Note: This essay was originally published on this site almost a year ago to this day as the first installment in a new column. We are re-launching it now as a monthly limited run four-part essay series, with each installment representing a new letter much like this one. Now is a great time to read this installment, for those who missed it the first time around; those who have already read it can look forward to new installments in the coming months. – The Editors
***
“Wandering spirits, if indeed ye wander, and do not rest in your narrow beds, allow me this faint happiness, or take me, as your companion away from the joys of life.”
–Victor Frankenstein
Letter 1
Villa Diodati, Cologny, Lake Geneva, Switzerland
June 1, 20–
Dear R – ,
I have only been in Geneva for one day, and am beginning to suspect that my simple notion of traveling in Mary Shelley’s footsteps, and through them her novel Frankenstein, is leading me to an entirely different creature than I originally sought.
Not three hours off the train, I jumped on a bus to Cologny and made a pilgrimage to 9 Rue de Chemin, the Villa Diodati and Le Parc Byron. Frankly, it is not as dynamic or inspiring as I had imagined. I wanted to see whether Shelley’s geography still existed, or if it was now pure fantasy. Of course, two hundred years of progress was going to drastically change the landscape, but surely some essence of her environs remains?
Cologny, where Le Parc Byron resides, is on the eastern shore of Lake Geneva. It’s a small green space punctuated with a giant boulder commemorating the “mad, bad, and dangerous to know” George Gordon, Lord Byron, poet of Don Juan and Childe Harold. The memorial rock flanks a historical marker informing tourists: “On this very spot, the story ‘Frankenstein’ was born. During the summer of 1816, the weather was atrocious, cold, and rainy spells alternating with violent thunder storms. At that time Byron, a 28 year old poet, was renting the villa Diodati situated to the left of this meadow.”
While Frankenstein is mentioned, what the Parc Byron historical marker could have elaborated upon is that during the summer of 1816, its author, 18-year old Mary Shelley, arrived in Geneva for a second time with her poet-dreamer lover Percy Byshee Shelley, their illegitimate son, William,[1] her step-sister Claire Claremont, and a lot of emotional baggage. She had already been in a relationship with Percy for two years, had traveled Post-Napoleonic Europe, birthed and mourned her first child, dabbled in a somewhat irksome experimentation in free love, and upon her homecoming to London, felt the shame of a tarnished reputation.

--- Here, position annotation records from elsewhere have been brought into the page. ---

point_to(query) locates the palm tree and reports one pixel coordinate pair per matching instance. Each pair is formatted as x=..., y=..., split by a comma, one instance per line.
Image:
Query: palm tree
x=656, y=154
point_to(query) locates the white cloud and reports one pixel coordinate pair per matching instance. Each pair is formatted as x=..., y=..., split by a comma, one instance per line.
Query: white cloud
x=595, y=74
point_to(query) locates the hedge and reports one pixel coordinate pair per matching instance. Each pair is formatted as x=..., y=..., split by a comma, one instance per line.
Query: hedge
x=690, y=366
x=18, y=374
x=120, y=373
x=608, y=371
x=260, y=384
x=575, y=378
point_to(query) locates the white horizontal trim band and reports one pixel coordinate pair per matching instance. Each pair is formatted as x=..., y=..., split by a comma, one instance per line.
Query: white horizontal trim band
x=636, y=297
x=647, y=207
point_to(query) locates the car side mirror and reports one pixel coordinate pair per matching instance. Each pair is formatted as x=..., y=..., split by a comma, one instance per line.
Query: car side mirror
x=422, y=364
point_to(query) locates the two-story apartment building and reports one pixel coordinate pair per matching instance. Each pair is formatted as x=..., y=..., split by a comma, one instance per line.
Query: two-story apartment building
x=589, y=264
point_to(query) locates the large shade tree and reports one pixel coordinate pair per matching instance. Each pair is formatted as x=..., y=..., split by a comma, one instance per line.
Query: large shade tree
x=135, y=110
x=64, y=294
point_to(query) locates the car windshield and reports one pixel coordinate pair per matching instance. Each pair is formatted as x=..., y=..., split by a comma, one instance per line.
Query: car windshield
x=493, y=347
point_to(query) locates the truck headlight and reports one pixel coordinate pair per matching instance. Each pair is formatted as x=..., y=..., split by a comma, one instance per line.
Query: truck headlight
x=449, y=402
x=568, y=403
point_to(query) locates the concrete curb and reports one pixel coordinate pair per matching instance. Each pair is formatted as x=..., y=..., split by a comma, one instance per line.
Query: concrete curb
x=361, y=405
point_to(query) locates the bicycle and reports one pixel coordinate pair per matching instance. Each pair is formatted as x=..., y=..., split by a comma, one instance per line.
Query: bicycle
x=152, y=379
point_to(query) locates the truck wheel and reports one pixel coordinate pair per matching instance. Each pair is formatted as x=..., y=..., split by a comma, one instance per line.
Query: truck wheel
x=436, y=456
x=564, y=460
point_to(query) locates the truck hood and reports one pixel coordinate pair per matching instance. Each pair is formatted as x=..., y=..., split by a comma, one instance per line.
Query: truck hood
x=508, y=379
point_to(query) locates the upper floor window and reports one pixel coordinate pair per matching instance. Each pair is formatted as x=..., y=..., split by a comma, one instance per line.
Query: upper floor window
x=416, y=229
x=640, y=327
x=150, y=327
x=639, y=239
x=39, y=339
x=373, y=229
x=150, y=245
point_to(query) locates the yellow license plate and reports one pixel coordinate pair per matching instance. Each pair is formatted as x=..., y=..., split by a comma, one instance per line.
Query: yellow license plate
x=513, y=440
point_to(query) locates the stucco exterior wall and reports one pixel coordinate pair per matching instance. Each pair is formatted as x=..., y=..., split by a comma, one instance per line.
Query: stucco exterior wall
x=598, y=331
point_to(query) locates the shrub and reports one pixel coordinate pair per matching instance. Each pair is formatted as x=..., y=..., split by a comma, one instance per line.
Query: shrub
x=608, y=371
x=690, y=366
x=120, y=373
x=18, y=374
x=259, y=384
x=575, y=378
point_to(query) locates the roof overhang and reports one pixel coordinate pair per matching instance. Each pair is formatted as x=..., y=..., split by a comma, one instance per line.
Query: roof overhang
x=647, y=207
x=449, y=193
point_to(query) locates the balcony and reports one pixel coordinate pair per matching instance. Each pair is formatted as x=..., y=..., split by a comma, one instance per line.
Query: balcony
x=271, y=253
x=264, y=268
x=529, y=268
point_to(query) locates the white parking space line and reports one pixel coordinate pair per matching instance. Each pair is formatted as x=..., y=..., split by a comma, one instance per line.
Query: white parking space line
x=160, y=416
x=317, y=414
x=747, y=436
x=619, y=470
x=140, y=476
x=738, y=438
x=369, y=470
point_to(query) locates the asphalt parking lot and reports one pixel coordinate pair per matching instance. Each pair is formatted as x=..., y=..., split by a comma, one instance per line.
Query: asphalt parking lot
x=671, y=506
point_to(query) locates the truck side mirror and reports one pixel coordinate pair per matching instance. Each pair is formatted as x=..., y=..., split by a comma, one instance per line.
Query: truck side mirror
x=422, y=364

The ménage a trois were propelled back to Geneva, mostly by Shelley’s desire for a poetic commune promised by a rendezvous between Claire and Byron, who had begun an affair upon the Shelleys’ return in London. While Byron’s enthusiasm for Claire had begun to taper off, he was impressed with Shelley’s talent, and respectful of Mary’s intelligence and philosophical legacy.[2] Soon the clan became inseparable, and the Shelleys moved from the Hotel d’Angleterrer in Sécheron, to a small chalet named Montalegre, just a ten minute walk from Villa Diodati.[3]
There the party sailed Lake Geneva, read and discussed literature and philosophy, and explored the Genevan perimeter. It would be the happiest period in young Mary’s life: “…every evening at about six o’clock,” she wrote back to London, “we sail on the lake, which is delightful, ….the tossing of the boat raises my spirits and inspires me with unusual hilarity….[We] seldom return until ten o’clock, when as we approach the shore, we are saluted by the delightful scent of flowers and new mown grass, and the chirp of grasshoppers,…
“I feel as happy as a new-fledged bird, and hardly care what twig I fly to, so that I may try my new-found wings….”[4]
The opportunity to test those wings came when the summer turned stormy: “The thunder storms that visit us are grander and more terrific than I have ever seen before. We watch them as they approach from the opposite side of the lake, observing the lightening play among the clouds…, and dart in jagged figures upon the piney heights of Jura, while…the sun is shining cheerily upon us….”[5]
When the storms actually arrived on the Lake, the group retreated to the Villa to read German ghost stories out loud, leading Byron to challenge all his guests to a phantasmagorical write-off. It is perhaps the most famous challenge in literary lore, resulting in the creation of two of supernatural fiction’s greatest icons: the vampire[6] and the misunderstood Creature.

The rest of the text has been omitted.